R
SCRP nodes have two R installations:
- R 4.4.1 linked with OpenBLAS 0.3.21 and managed through CRAN - list of installed packages
- R 4.3.3 linked with Intel Math Kernel Library 2023.1 and managed through Conda - list of installed packages.
Option 1: JupyterHub
RStudio via JupyterHub is the recommended access method.
- Navigate to one of the following URLs on a browser:
- Choose one of the following under Notebook:
RStudio (...) [↗]
launches RStudio running the R version specified in parenthesis.R (...)
creates a new R jupyter notebook.
Option 2: Remote Desktop
- Connect to a login node through remote desktop.
- Launch from the pull-down menu on the top-right corner, Applications > Statistics > RStudio.
Option 3: SSH
All the instructions below assume you have connected to a login node through SSH. See Account and Access for details.
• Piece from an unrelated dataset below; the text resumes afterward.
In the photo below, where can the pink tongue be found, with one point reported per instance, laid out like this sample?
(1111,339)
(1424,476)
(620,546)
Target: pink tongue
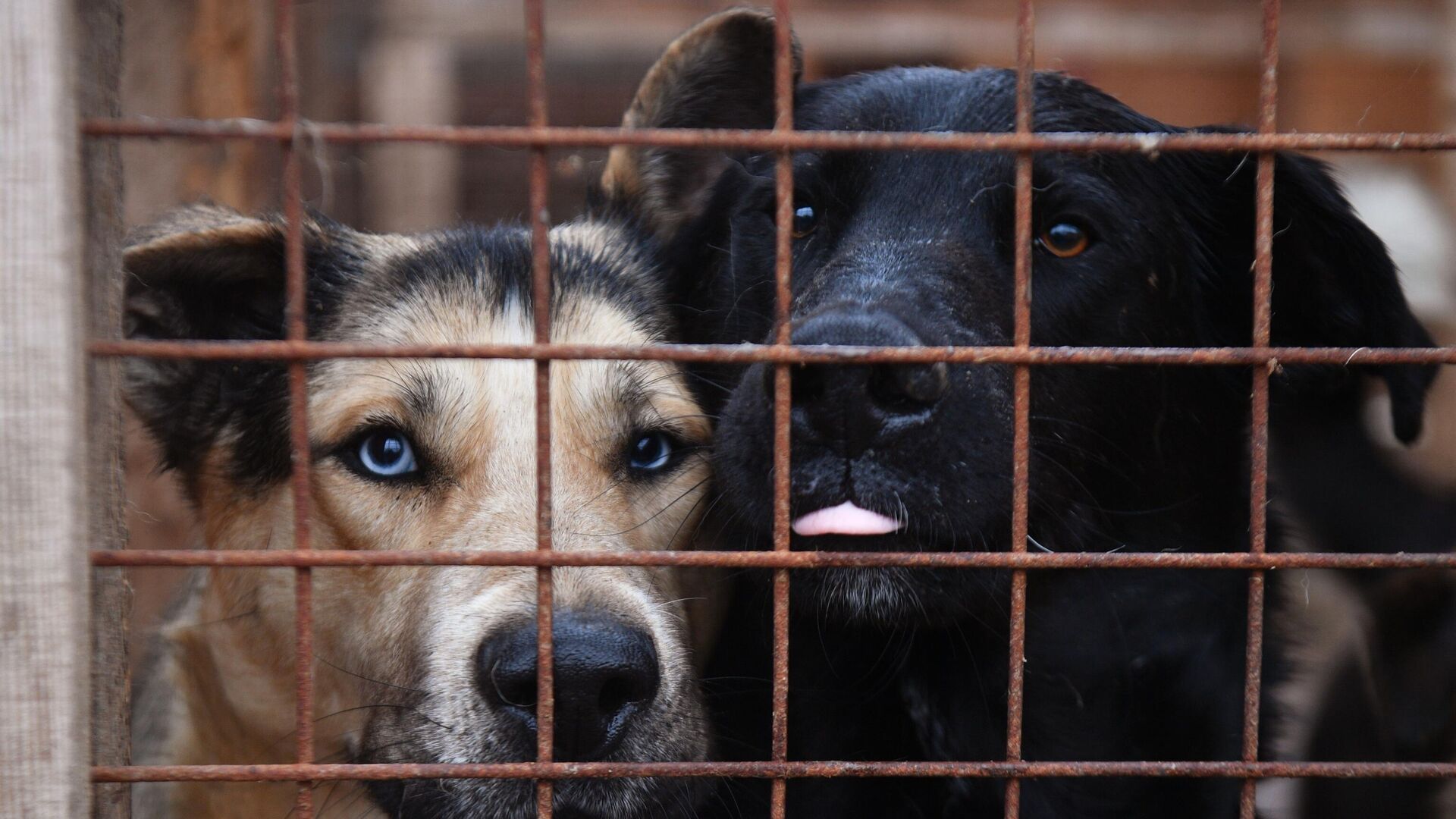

Launch RStudio on a login node:
# R4.3 with OpenBLAS and CRAN
rstudio
# R4.2 with MKL and Conda
rstudio-conda
Launch R in console mode on a login node:
# R4.3 with OpenBLAS and CRAN
R
# R4.2 with MKL and Conda
R-conda
Run R in batch mode:
# R4.3 with OpenBLAS and CRAN
Rscript file_path
# R4.2 with MKL and Conda
Rscript-conda file_path
Installing Additional Packages
The two versions of R have different package management mechanism. Regardless of which version you use, downloaded packages are placed under your home directory and will be immediately available on all nodes.
R4.3 with CRAN
You can install additional packages with the following command in R:
install.packages("package_name")
R4.2 with Conda
You can install additional packages with the following command in a terminal:
conda activate r
mamba install -c conda-forge package_name
Conda R packages are usually named with ‘r-‘ plus their original R package name. You can search for conda packages on Anaconda’s website.
Running on a Compute Node - Short Duration
You should run your job on a compute node if you need more processing power. R installations on SCRP are linked to either OpenBLAS or Intel Math Kernel Library (MKL), which are capable of utilizing multiple CPU cores. You can speed up your analysis further by coding with parallelization in mind. There are many guides on how to do so available online, for example here and here.
Jupyter
To run RStudio or notebooks through Jupyter on a compute node, follow the instructions here.
Remote Desktop
To run RStudio on a compute node in remote desktop, launch Applications > Slurm (x cores) > RStudio, where x is the number of desirable cores.
SSH
To run R on a compute node in a terminal, simply prepend compute
:
# RStudio
compute rstudio
# Interactive console mode
compute R
# Batch mode.
compute Rscript file_path
The above commands will launch R on a compute node with four logical CPUs and 8GB of RAM, for a duration of 24 hours.
You can request more logical CPUs with the -c
option, more memory with the --mem
option
and more time with the t
option.
For example, to request 16 CPUs and 40G of memory for three days:
compute -c 16 --mem=40G -t 3-0 R
See compute
for a full list of options,
or srun
and sbatch
for maximum flexibility.
Running on a Compute Node - Long Duration
All of the above options will terminate R when you close the terminal. There are two options if you do not want this to happen:
-
Use
sbatch
. First create a script, hypothetically named my_job.sh:#!/bin/bash #SBATCH --job-name=my_sid #SBATCH --ntasks=1 #SBATCH --cpus-per-task=2 Rscript file_path
The
#SBATCH
comments specify various options. In this example, we are requesting two logical CPUs for a single task.Now submit your job:
sbatch my_job.sh
Subject to available resources, your code will run even if you disconnect from the cluster. The maximum job duration is 5 days.
-
Use linux
screen
. Do note that we reserve the right to terminate processes that have been running for more than 24 hours on the login nodes.